Se supone que las estrellas de cine lo son en la medida que poseen una idea certera de sí mismos y de cómo quieren ser vistos. Hay momentos en que esa identificación con los papeles que interpretan es casi total (alguna vez fue difícil separar a Han Solo e Indiana Jones de Harrison Ford) pero hay otros, como el caso de Clint Eastwood en "Las curvas de la vida", donde el propio pasado actoral emerge como amenazante caricatura. Con sólo mirar, el espectador puede darse cuenta hasta qué punto la estrella se siente distorsionada, fuera de lugar y con deseos de que los créditos empiecen a correr. Y rápido.

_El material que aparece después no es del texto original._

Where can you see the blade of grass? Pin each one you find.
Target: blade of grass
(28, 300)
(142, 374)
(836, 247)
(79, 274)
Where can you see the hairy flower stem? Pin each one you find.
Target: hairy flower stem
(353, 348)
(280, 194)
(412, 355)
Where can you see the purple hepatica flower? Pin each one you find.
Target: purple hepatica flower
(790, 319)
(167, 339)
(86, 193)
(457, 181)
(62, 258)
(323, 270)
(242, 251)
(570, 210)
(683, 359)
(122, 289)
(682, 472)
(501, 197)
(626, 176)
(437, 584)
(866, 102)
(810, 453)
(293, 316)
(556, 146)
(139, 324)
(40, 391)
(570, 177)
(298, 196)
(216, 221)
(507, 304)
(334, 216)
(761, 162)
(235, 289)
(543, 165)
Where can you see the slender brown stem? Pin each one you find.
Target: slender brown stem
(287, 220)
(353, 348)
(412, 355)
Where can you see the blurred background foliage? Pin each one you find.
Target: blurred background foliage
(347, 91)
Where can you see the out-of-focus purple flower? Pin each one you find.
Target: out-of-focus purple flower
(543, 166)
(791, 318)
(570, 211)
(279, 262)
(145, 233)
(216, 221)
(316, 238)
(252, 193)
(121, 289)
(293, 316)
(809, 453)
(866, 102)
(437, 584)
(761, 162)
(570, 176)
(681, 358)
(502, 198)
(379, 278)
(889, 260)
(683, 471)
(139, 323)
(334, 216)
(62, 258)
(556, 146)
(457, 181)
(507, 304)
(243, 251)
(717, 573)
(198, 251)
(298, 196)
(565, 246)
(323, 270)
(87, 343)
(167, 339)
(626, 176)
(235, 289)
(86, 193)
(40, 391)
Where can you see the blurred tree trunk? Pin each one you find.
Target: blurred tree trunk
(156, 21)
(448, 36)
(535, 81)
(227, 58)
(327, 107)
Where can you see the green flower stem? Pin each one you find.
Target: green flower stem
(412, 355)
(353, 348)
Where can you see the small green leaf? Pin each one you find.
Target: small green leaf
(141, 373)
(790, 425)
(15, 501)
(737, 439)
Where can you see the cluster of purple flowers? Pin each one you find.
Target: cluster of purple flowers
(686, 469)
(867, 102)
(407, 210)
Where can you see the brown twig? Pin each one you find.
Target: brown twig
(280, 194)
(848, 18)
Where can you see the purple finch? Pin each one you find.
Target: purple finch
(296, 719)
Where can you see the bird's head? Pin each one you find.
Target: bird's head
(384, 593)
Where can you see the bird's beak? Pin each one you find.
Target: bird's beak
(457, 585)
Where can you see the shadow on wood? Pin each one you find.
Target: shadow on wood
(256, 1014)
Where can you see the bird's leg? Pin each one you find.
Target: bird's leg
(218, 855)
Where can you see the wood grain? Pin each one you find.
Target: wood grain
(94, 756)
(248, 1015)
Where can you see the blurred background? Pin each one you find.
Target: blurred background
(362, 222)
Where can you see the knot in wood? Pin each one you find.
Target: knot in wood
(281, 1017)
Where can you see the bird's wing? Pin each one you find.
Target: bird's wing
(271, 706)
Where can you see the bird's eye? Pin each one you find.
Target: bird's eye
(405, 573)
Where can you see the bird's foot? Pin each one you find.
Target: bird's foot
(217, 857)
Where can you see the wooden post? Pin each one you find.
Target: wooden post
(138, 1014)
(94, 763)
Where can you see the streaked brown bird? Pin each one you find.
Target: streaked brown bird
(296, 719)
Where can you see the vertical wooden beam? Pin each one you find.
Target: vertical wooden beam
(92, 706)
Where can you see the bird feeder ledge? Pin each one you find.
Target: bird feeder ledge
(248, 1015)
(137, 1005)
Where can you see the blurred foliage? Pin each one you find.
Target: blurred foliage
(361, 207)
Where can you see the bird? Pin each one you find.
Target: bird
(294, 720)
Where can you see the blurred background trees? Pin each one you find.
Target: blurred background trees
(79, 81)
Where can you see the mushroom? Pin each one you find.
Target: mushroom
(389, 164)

Los más grandes, sin embargo, suelen mantener su círculo virtuoso de identificación con la audiencia durante muchos años, y ése es el camino que Denzel Washington decidió que quería para sí, tal como atestigua la recién estrenada "El vuelo": hace mucho que en su currículum no hay filmes experimentales, producciones independientes, comedias o películas de festival; salvo contadas excepciones, en su agenda sólo hay espacio para el drama de suspenso, el policial y las cintas de acción. Sólidos productos fabricados para el multicine, concebidos para vender entradas y sin mayores pretensiones de Oscar, premio que -por lo demás- ya ganó en 1989 con "Grito de libertad", y luego en 2001, con "Día de entrenamiento" (no deja de ser una ironía que la Academia se haya acordado de nominarlo en esta oportunidad). Como Washington parece haber renunciado a repetir algo como "Malcolm X" (1992), uno se ha acostumbrado a verlo disparando, persiguiendo y arrancando por los mismos argumentos y tramas que alguna vez transitaron Nicholas Cage y Bruce Willis -o por los que hoy circula Liam Neeson-, sólo que sin caer jamás en el ridículo o encasillarse en el camino.
De hecho, la premisa de "El vuelo" no es muy diferente a "Unstoppable", la última del macizo ciclo de películas que Washington filmó con el fallecido Tony Scott: aquí también se ve envuelto en una crisis/accidente que involucra máquinas fuera de control y también es el único con la experiencia suficiente para salvar el día, a la vez que se hace cargo de su pasado. Donde la cosa cambia, es que este piloto de avión convertido en héroe -tras realizar un aterrizaje imposible, pese a estar en evidente estado de ebriedad- se comporta consistentemente en contra de los clichés argumentales de esta clase de cintas. Después del desastre no experimenta revelación ni epifanía; al revés: si antes bebía con ansiedad, ahora lo hace con compulsión y en total indolencia frente a un formato de relato que suele llevar adosado un antihéroe, arrebatos de la lucha contra el sistema o, por último, una cuota de autoflagelamiento. Salvar la vida de un centenar de personas no es el punto central de su fábula personal, sino apenas una nota al pie.
Ayudado por el director Robert Zemeckis -quien usa el filme para retomar su apuesta terapéutica planteada hace una década con la extraordinaria "Náufrago"-, Denzel nos planta de frente a un energúmeno incapaz de advertir que está acorralado y, usando su innegable carisma como garantía, rescata algo que cineastas como Billy Wilder elevaron en su momento al nivel de las bellas artes: el derecho del público a identificarse con el cínico, con la trampa y la mentira; sobre todo porque no es el único interesado en cuidar el pellejo, ya que de él y su falso testimonio dependen el futuro de su sindicato, de la aerolínea y del millonario que la mantiene. Así queda claro en la mejor escena del filme, una reunión a "puertas cerradas" donde todos los interesados por salvarlo disectan las consecuencias económicas y contractuales de la tragedia con escalofriante y clínica precisión. De pronto, uno tiene la extraña sensación de estar dejando atrás -por unos minutos- este comedido relato de ficción y haber sido arrojado, a patadas, a contemplar algo que se parece mucho a la vida real.
"Flight". (Estados Unidos, 2012). Dirección de Robert Zemeckis. Con Denzel Washington y John Goodman. 132 min.